No decorrer dessa morte, algumas maquiagens vão derretendo nos rostos dos atores, gerando outras máscaras, diferentes imagens imperfeitas da imagem inicial; Começam a aparecer sujeitos marcados, fantasmas de si mesmos. É importante esse deixar desmanchar, manchar, a viagem de um pirata é uma trajetória de descoberta.
Contudo toda viagem um dia chega, talvez não a um destino final, mas em algum lugar. A segunda parte do espetáculo é a chegada desse poeta pirata, o barco ancora, encontrando rastros; esses sujeitos desterrados descobrem um mundo de mendigos, rios de merda, precisões de igreja, crucificados, julgados e julgadores, luxo, riqueza, pobreza, sexo e expansão. Então, é melhor não acordar Lazáro! Essa mudança é marcada além da dramaturgia, pela mudança de figurinos, os piratas agora sem camisas, com longos saiões, colares e lenços na cabeça. Nas cenas anteriores usavam sobretudos, casacos e bermudões.

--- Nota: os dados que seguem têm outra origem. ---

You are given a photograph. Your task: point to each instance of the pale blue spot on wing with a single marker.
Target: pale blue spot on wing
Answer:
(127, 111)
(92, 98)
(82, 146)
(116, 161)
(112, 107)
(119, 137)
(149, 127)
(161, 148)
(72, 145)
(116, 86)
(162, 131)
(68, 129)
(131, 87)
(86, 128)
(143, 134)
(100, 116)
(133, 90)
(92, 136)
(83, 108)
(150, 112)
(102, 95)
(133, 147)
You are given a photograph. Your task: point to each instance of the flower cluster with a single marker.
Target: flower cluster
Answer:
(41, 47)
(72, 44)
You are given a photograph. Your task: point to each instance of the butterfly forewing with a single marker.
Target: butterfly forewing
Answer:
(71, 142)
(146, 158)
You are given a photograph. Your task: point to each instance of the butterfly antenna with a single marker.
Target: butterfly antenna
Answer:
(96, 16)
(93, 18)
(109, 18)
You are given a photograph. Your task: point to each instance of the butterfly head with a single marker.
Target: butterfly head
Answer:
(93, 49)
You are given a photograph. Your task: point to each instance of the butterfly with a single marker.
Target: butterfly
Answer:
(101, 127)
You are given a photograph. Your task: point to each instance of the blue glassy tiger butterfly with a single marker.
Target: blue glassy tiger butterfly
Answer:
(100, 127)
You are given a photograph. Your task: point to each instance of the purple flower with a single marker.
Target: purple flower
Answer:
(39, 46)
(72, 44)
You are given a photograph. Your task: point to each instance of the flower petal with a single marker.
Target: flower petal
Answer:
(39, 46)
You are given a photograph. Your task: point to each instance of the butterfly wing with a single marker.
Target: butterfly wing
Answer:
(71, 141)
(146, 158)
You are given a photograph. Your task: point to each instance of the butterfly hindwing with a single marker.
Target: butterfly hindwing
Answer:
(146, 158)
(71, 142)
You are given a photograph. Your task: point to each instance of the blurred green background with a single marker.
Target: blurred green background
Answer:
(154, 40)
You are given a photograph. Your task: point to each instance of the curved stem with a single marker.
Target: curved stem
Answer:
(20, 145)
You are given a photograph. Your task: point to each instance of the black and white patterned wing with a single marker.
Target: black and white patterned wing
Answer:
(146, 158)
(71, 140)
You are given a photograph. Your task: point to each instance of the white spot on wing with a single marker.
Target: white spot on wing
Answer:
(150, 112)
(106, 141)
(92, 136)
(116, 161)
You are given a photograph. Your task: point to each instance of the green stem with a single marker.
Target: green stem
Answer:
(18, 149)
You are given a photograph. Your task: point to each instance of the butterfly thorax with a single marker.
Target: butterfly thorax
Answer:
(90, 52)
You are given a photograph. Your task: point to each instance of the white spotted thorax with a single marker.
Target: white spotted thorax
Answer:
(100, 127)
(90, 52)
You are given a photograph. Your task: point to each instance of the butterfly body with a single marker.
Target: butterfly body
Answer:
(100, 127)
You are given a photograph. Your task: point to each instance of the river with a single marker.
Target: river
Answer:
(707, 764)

Marco Polo adentra nas vísceras da cidade, olha poeticamente todas suas sutilezas, mais ainda é o mar, areia e a praia seu último refugio. É assim que o poeta percebe ser um marginal, pois nem é mais nau que o leva indefinidamente a lugares, dentro dele mesmo, nem é cidade que lhe habita como fantasmas, atração, sentidos e cheiros. Talvez ele seja os dois...
A opereta se traduz nas músicas, sons, dança, é uma opereta construída em um universo estético próprio do grupo, uma opereta dos marginais, poetas, bêbados, cantadores, mulheres e homens em viagem, como não ser diferente sendo está uma opereta de rua, preenchendo- se de alguns sentidos da rua. Os músicos, magistralmente auxiliam os atores na tarefa de fazer ecoar essa nau e esse bando, nessa busca de chegar e sair de diferentes portos, de diferentes rodas.